Friday, 11 April 2014

War of the Austrian Succession (part II)

War of the Austrian Succession (part II)

Bergen-op-Zoom in the Netherlands is representative of the fortifications of the period.  Armies could not manoeuvre and ignore such places and so sieges are an important part of this war.

As part of the build up to Dettingen I thought it would be helpful to outline the main areas of fighting during this war.

Topography of the War

There are three main "cockpits" in this war, which generally dominate all European Wars right up until the twentieth century.  In common, they are the friction points between the great powers, they are the main avenues by which the great powers can move their armies against each other and they are the economic hot spots of Europe at this time, and so perversely, great armies can afford to fight in these areas.  They are valuable real estate that everyone wants and cannot allow their enemies to hold!

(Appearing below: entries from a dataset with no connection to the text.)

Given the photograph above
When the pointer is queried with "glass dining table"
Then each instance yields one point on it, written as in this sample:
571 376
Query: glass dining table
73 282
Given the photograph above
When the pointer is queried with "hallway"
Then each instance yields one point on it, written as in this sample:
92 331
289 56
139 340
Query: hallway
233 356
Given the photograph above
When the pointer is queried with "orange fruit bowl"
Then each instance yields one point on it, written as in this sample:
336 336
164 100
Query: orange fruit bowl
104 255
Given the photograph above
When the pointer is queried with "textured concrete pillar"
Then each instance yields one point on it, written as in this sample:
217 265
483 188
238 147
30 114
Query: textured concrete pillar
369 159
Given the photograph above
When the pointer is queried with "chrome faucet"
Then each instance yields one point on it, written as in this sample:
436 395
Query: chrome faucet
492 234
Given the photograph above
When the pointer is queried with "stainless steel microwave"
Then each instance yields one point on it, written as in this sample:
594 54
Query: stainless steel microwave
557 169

The Rhineland, Bavaria and Bohemia

This is the main avenue by which France and the Habsburgs get at each other and it is also the theatre in which Prussia operates.  It is the heart of this and most European conficts; the other two "cockpits" are dominated by events in this theatre.  All members of the Holy Roman Empire are sensitive to who dominates this area and it is why Bavaria is repeatedly the most important ally of France.  Their are mountains, rivers and great forests which can impede the movement of armies but they can also give a false sense of security; the terrain is often an important factor in battles but it never seems to prevent the movement of an aggressive army.

Northern Italy and the valley of the Po.

500 miles to the south of Bohemia is the great plain of northern Italy.  Stretching from the border with France at Genoa to Venice on the Adriatic, it is bounded by the Alps to the North and the river Po to the south.  Home to Europe's reborn civilisation, it is still at this point in history, the main industrial hub for luxury products and services.  The terrain is largely flat but filled with rivers and intensive agriculture and studded by several important fortified cities.  Piedmont Sardinia is the local power but must play off Bourbon against Habsburg to maintain its precarious power and influence.  Spain has been the traditional overlord of Italy but lost its pre-eminence in the War of the Spanish Succession.  Spain now sees its chance to seize back territories whilst Austria is weak.

The Low Countries.

Four hundred miles to the west of Bohemia lies the strategically important area of the Dutch and Austrian Netherlands.  Sandwiched between the Holy Roman Empire, France and Great Britain, it is split between the Dutch Republic in the north and the Austrian Netherlands (approximately the same as present day Belgium) in the south, it equated to a neutral zone between the great powers.  The Habsburgs administered it, the Dutch garrisoned its many fortifications and the British made sure that no one controlled and developed its ports.  It was the main access route for British trade into Europe and its proximity to Paris and London made both powers especially anxious that neither dominated it.  Largely flat, intensively farmed, good roads and excellent water borne communications made this area especially useful for the movement and feeding of huge armies.  However, for these reasons all sides had spent the previous centuries constructing and developing the most sophisticated fortifications in the world, and campaigns and battles were dominated by these all important fortresses.